Question about channel_transpose in common_functions.py

Issue Type

Others

onnx2tf version number

1.1.25

Download URL for ONNX

gist for reproduction : https://colab.research.google.com/gist/Hyunseok-Kim0/d0aaf6e9ac6fbe461c5f2364db4bc0b2/onnx2tf_20221117.ipynb

Parameter Replacement JSON

N/A

Description

Purpose: Personal development
What: channel_transpose in common_functions.py is used in arithmetic operations like Add, Sub, Mul, etc. What is the main purpose of this function? When second input has more dimension, channel_transpose adds additional squeeze layer and changes the output shape, not vice versa.
Please see the gist (https://colab.research.google.com/gist/Hyunseok-Kim0/d0aaf6e9ac6fbe461c5f2364db4bc0b2/onnx2tf_20221117.ipynb). When the output of network is x = x + y, onnx and tflite has same output shape. Converted tflite has wrong shape for x = y + x.

ONNX	Correct tflite (x = x + y)	Wrong tflite (x = y + x)

Thanks. Please engage in a little discussion with me.

I am aware of that problem. However, I am struggling to implement a realistic measure.

This problem is especially common with Mul, Add, Sub, and Div. For example, the following Add operation pattern is available for the 4D NHWC / 5D NDHWC input. My implementation is still rough, so I have kept it simple with the idea of broadcasting the Y side or compressing the dimensions.

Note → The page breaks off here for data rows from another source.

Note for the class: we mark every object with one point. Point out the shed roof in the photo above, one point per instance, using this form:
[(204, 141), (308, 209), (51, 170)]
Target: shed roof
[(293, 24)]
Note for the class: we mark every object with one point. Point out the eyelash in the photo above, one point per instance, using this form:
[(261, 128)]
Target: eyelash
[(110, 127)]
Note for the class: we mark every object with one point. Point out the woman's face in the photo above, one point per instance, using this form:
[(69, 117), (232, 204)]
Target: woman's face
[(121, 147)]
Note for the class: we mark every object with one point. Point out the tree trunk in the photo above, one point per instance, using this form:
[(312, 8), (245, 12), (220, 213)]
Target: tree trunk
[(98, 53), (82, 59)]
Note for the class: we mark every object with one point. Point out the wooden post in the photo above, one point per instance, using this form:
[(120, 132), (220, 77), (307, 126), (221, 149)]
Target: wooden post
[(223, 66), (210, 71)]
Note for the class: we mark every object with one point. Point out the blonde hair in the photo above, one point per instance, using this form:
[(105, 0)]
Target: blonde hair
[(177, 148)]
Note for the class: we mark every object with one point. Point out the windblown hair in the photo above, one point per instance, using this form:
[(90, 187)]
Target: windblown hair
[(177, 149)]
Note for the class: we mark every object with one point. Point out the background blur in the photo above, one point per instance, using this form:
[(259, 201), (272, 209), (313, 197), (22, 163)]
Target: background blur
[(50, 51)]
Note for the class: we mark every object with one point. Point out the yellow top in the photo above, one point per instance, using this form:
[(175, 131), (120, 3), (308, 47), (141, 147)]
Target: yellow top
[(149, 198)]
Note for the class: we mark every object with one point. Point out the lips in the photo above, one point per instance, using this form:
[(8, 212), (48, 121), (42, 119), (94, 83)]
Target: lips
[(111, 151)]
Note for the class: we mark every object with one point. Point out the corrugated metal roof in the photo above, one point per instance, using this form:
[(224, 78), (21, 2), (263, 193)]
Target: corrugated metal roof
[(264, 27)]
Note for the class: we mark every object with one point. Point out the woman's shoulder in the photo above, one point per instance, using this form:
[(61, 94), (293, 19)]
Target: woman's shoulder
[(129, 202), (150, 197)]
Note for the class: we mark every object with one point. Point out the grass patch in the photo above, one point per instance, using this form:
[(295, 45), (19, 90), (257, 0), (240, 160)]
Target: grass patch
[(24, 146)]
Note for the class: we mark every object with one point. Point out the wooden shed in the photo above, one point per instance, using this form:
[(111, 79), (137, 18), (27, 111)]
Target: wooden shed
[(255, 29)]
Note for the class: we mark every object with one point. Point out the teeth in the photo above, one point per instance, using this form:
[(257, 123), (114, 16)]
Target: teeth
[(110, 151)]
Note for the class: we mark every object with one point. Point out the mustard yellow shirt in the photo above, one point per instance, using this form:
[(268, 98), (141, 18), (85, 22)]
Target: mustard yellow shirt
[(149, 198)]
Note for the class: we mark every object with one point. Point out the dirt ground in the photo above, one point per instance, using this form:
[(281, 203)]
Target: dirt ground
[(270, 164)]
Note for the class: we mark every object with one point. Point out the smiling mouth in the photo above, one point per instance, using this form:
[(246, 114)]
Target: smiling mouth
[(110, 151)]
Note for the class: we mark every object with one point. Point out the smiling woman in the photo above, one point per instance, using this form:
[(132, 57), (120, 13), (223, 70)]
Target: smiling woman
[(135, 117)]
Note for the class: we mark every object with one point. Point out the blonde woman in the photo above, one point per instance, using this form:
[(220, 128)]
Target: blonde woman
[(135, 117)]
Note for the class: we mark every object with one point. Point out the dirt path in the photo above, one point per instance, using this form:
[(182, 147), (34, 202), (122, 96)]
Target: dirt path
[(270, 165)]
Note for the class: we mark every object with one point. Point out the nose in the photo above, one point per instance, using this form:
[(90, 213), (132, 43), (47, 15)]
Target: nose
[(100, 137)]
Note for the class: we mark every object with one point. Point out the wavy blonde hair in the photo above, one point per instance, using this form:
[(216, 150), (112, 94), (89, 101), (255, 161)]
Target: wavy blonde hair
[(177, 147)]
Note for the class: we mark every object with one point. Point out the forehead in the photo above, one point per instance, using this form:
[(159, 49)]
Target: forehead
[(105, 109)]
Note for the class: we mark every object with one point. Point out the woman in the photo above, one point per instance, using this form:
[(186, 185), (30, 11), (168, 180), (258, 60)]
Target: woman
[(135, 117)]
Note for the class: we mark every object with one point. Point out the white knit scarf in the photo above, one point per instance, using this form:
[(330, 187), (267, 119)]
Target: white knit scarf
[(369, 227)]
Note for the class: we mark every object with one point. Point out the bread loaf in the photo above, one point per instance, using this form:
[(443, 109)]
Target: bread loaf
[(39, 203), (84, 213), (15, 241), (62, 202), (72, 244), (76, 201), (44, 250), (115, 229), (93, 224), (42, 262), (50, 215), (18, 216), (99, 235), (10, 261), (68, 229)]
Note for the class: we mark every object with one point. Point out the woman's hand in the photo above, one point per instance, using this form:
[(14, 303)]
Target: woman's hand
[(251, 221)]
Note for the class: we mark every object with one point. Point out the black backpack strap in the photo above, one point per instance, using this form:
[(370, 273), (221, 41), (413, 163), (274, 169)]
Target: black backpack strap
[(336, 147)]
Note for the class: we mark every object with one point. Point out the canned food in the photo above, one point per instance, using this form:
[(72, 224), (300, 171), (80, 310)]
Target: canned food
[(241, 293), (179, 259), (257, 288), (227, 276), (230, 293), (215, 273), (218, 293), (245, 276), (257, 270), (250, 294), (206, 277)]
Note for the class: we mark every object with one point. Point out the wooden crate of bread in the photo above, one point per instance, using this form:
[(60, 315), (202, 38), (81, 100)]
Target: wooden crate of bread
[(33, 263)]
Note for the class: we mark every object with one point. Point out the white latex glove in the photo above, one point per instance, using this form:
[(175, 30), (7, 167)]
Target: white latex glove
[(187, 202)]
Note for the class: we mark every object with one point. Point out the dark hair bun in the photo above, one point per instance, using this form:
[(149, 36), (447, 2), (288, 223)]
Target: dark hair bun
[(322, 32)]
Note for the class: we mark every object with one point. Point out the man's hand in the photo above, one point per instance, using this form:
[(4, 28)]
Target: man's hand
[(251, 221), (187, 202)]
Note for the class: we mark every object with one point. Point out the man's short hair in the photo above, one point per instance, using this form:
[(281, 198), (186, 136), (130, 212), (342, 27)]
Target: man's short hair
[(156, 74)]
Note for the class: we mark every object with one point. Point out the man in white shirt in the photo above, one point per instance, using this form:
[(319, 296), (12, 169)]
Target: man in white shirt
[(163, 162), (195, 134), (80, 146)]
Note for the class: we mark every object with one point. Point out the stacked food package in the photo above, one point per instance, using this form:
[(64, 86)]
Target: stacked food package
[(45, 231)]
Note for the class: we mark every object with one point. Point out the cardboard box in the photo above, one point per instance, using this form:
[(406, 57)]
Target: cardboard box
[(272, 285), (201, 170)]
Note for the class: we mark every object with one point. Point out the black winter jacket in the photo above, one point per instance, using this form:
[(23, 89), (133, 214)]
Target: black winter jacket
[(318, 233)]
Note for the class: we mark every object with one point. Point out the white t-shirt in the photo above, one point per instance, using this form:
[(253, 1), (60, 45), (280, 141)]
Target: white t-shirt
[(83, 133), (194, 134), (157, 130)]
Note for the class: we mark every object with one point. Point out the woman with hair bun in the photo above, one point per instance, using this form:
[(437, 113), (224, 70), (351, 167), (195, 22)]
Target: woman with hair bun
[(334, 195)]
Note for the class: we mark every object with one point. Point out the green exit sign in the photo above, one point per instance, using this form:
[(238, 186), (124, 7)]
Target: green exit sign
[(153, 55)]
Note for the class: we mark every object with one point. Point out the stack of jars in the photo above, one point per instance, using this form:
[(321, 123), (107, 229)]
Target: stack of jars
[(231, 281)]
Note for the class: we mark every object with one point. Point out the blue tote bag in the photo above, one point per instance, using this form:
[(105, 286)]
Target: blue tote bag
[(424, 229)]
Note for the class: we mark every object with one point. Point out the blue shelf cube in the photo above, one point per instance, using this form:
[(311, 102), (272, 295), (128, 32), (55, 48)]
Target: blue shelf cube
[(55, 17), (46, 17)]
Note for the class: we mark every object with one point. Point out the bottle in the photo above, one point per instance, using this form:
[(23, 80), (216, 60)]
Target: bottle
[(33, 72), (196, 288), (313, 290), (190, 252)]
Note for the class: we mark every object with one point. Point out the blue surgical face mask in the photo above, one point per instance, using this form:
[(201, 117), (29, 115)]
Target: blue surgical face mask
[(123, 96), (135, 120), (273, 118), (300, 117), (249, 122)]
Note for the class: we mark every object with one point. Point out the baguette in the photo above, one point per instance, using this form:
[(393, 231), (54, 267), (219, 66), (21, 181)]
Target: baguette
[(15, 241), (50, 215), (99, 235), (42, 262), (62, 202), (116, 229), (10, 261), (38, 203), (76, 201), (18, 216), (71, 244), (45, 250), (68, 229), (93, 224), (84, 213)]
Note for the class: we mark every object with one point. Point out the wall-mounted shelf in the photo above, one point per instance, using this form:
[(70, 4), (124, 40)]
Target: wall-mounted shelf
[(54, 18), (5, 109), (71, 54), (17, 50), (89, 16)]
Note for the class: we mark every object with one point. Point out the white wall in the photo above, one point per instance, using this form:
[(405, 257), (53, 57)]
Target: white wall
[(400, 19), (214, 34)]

All of the following Y expression patterns on ONNX need to be converted to NHWC for processing. Also, the example below is a very simple pattern that only needs to be broadcast with all 1's except for all but one dimension.

e.g.

pattern.1: X = [1,128,128,3] (TF input format), Y = [3] (3 channel constant of onnx)
pattern.2: X = [1,128,128,3] (TF input format), Y = [1,3,1,1] (NCHW constant of onnx)
pattern.3: X = [1,128,128,3] (TF input format), Y = [3,1,1] (CHW constant of onnx)
~~- pattern.4: X = [1,128,128,3] (TF input format), Y = [1,3] (NC constant of onnx)~~
~~- pattern.5: X = [1,128,128,3] (TF input format), Y = [3,128] (CH constant of onnx)~~
pattern.6: X = [1,128,128,3] (TF input format), Y = [1,3,128] (NCH constant of onnx)
pattern.7: X = [1,128,128,3] (TF input format), Y = [128,128] (HW constant of onnx)
pattern.8: X = [1,64,128,128,3] (TF input format), Y = [128,128] (HW constant of onnx)
pattern.9: X = [1,64,128,128,3] (TF input format), Y = [3] (3 channel constant of onnx)
pattern.10: X = [1,64,128,128,3] (TF input format), Y = [1,128] (CH constant of onnx)
pattern.11: X = [1,64,128,128,3] (TF input format), Y = [1,1,128,1] (DCHW constant of onnx)
~~- pattern.12: X = [1,64,128,128,3] (TF input format), Y = [64] (D constant of onnx)~~
pattern.13: X = [1,128,128,128,64] (TF input format), Y = [128] (? constant of onnx)
etc...

I have no idea how to successfully implement constant broadcasts in all dimensions up to xD, not just 2D to 5D. Right now I am forced to deal with only a limited pattern. Realistically, I believe we need to not only implement Numpy-style broadcasts, but also an implementation that mechanically reads the constants that assume NCHW format into NHWC format and then broadcasts them.

It is very easy to implement a simple broadcast.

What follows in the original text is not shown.